Sunday, February 20, 2011

Cream Gatefold Invitation Michals

knives, please. The Challenge of 100

journal The bad is that I never know how to start writing a page. Each time is more difficult than the first time and do not understand why. ARGH!

Yesterday my best friend came to my house and made me listen to a song. Entitled "Melancholy Goodbye" and is sung by CapaRezza and Tony Hadley - the latter being the frontman of Spandau Ballet, and a voice from * * Q.
I do not want to lose the meaning of the song, about what I liked or how much truth there is in, because if I did forget what I mean, what happened before with other pages of the blog (yes ;). Suffice to say that I did not expect a song or CapaRezza I would have never liked Tony Hadley so much. And the thing is frustrating, because when my home computer and who knows in what city, in a home of HP to be changing the fan, who last week croaked in a manner so little reassuring to I fear that the contraption was about to explode ... so I can not even add it to your iPod to listen to make me hate.

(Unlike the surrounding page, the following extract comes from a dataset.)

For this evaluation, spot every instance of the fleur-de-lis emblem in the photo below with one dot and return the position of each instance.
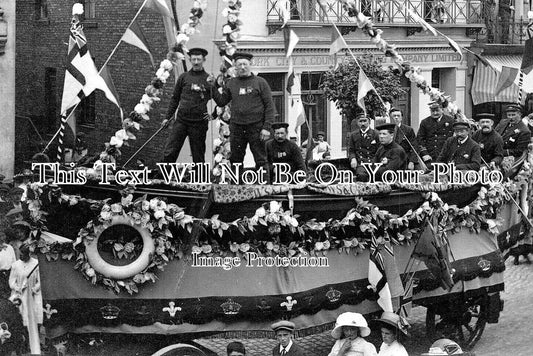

Since yesterday I have decided that m'impegnerò - I will endeavor, indeed. And if I remember - not to give more biased opinions on anything. I repeat again that in many Italian music sucks, but there are the songs that I like. Maybe it will be harder against bimbiminkia, Truzzi and company due to visceral hatred, but m'impegnerò to what my conscience allows me.
E 'also why I do not want to judge too quickly, the authors of the books that I do not like. I believe that it is people who are able to evolve and improve, writers are able to offer the public something really nice to read, and maybe the public will be able to fully appreciate what it's worth, not just the current fashion .
This is not to say that definitely read the sequels of Fallen or the Book of Fate. These books are different, but the same story ... if I did not accept the setting, I will not accept the rest, however it is written. I can only give my support to what I can, hoping that a later work is better than starting.
I can not believe in people, but I'm sure want to believe in people. I'm just like: a lot of good will power, but very little in place. Please understand.